A new study into the cinema going habits of people in the APAC region has found that 30 per cent of people arrive late to a film to miss the ads while 37 per cent who do sit through them, ignore them.
However, the study by YouGov wasn’t all bad news for cinema advertising (and again, this was an APAC study not an Australian-specific one). You can read the full study here.
The only category were Aussies excelled was in foreign language films. And by that we mean our hatred of them. Just over a third (35 per cent) of Australians said they’d bother with a film in another language making us the least likely of any APAC country.
Going to the cinema is about more than just the film and adverts are seen by many as integral to the cinematic experience.
Over half of APAC residents (57 per cent) think that ads shown before films help to set the mood.
Nearly two-thirds of respondents (62 per cent) also agree that cinema advertising is a good way to find out about new products and 61 per cent agree that it keeps them up to date with things happening in the local area.
Half of consumers (51 per cent) find cinema advertising more creative and/or entertaining than other forms of advertising and roughly the same amount (50 per cent) also admit to paying more attention to cinema adverts than to TV adverts.
Publicity around a film matters most in China, where 40 per cent of those polled say it is a factor in whether they decide to see a film at the cinema.
Awards nominations, including Oscars, appear to hold little sway with consumers; just 12 per cent say that such nominations influence their decision to see a film.

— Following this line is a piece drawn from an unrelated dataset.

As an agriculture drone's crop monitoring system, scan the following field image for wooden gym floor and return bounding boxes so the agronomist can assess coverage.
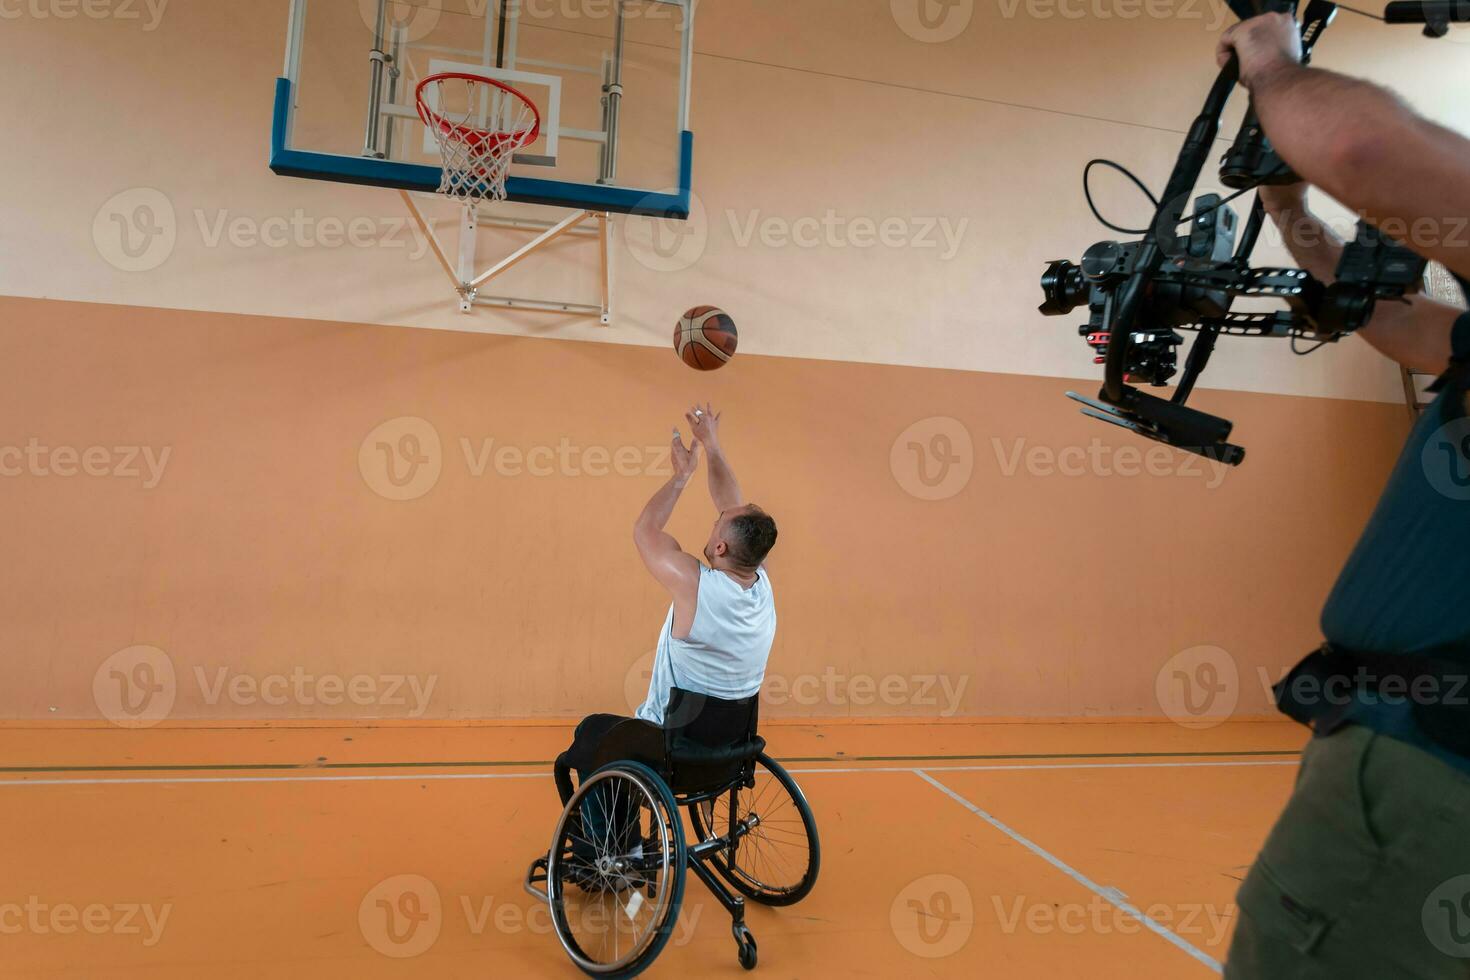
[0,720,1306,978]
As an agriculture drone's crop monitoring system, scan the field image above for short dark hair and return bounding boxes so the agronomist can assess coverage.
[727,506,778,569]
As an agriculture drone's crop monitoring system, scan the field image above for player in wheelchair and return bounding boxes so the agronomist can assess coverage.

Much of the hype that surrounds new releases comes from social media, with 65 per cent of consumers finding out about future films this way. However, there is a significant generational gulf between how different ages find out about films; whereas three-quarters of 16-24 year olds (74 per cent) find out about new films via social media just 37 per cent of over 55s do.
By contrast, 41 per cent of over 55s find out about new releases from newspapers compared to just 13 per cent of 16-24 year olds.